I’d be somewhat cautious about this assessment, though. Andrew Wakefield has lived in Texas for well over a decade, basically having fled his home in England after having sparked an antivaccine panic there. I have no doubt that Wakefield is a major influencer. Also, in 2016 he’s been more active than ever, having released an antivaccine propaganda film, VAXXED, that peddles the conspiracy theory that is the “CDC whistleblower” and promotes pretty much every common antivaccine lie known to the antivaccine fringe. His partners in woo, Del Bigtree and Polly Tommey, have been traveling the country to show up at screenings and promote the movie. Sometimes they’re even joined by Wakefield himself, who is a rock star among antivaccine activists.
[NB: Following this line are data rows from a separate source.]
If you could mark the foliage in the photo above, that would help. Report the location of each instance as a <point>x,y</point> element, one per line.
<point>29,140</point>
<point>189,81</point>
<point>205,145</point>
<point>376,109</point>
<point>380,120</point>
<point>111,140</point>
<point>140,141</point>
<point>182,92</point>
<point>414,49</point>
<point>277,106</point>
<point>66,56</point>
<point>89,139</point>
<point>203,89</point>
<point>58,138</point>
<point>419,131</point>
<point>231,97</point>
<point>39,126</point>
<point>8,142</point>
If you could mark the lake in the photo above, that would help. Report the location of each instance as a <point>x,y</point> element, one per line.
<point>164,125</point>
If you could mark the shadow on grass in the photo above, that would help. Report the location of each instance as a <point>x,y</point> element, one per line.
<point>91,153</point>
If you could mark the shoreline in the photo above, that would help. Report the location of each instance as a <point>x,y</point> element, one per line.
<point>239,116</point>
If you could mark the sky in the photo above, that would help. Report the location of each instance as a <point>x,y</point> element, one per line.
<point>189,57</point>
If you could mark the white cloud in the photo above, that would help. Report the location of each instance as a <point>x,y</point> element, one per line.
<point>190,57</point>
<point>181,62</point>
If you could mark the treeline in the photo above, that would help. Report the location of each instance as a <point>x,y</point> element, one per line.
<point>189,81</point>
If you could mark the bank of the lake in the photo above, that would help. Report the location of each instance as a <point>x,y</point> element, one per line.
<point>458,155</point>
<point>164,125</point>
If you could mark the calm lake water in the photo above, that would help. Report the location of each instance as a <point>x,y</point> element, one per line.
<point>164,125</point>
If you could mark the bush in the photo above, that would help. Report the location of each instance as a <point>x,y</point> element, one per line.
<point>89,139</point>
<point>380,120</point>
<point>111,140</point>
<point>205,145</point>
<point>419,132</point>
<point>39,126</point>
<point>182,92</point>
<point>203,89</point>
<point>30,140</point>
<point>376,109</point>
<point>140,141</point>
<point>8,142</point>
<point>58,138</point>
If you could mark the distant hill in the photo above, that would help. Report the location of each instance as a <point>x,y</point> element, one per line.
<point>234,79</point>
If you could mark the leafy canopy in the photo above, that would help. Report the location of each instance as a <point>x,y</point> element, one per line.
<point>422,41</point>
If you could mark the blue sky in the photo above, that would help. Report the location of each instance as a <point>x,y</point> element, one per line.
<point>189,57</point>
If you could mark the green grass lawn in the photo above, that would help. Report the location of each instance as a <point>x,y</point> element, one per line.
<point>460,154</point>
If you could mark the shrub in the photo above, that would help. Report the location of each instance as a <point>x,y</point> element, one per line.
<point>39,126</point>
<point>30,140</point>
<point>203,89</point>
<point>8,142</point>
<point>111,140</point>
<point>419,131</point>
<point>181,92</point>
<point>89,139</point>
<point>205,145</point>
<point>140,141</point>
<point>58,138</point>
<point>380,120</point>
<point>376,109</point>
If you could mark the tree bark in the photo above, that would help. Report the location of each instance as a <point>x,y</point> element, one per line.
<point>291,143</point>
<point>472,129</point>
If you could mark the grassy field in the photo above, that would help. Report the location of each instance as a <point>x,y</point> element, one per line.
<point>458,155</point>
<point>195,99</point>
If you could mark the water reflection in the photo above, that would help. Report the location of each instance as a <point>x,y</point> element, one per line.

Sometimes they meet with federal legislators; sometimes they meet with state legislators; sometimes they meet with Donald Trump. (OK, Wakefield and his fellow travelers only met with Trump once, but once is bad enough.)

I just want to emphasize, though, that this goes way beyond just Wakefield:

Meanwhile, a PAC named Texans for Vaccine Choice has sprung up after state Representative Jason Villalba, a Republican lawyer from Dallas, proposed scrapping nonmedical exemptions last year. (The Texas House of Representatives voted down the bill.) “While they do not have a whole lot of money, they have a lot of people that they can deploy to interfere in primary campaigns,” Dragsbaek says. “They made Villalba’s primary campaign very, very difficult.” Rebecca Hardy, director of state policies at Texans for Vaccine Choice, says the group is not trying to convince parents that vaccines are dangerous, but fighting for their right not to immunize their children. (It’s also helping them apply for exemptions.)

We have our own version of this PAC in Michigan, but fortunately it seems not to have anywhere near the influence. The Texas PAC is more active, including its online presence. It peddles the usual antivaccine myths, with articles resenting being called out for pseudoscientific beliefs that endanger children and instead trying to peddle the risible narrative that these parents have made a “thoughtful decision to selectively, delay, or decline vaccines in the state of Texas.” I like to call such decisions pseudo-thoughtful. They appear thoughtful to parents because the parents actually do think a lot about their decisions, but they aren’t really thoughtful in that the parents’ thought is wasted because it’s based on misinformation, pseudoscience, and conspiracy theories. Particularly hilarious is an article that tries to make a virtue of being a crackpot—excuse me, a cracked pot. Of course, yet another of my irony meters exploded when I read a post on an antivaccine site complaining about trolls.

It’s a common misconception that antivaccine views and vaccine-hesitancy are primarily the provenance of crunchy coastal liberals. They’re not. As I point out frequently, antivaccine views are the pseudoscience that transcends political views. Unfortunately, we very well might be seeing evidence of that in Texas when the next measles outbreaks happen there.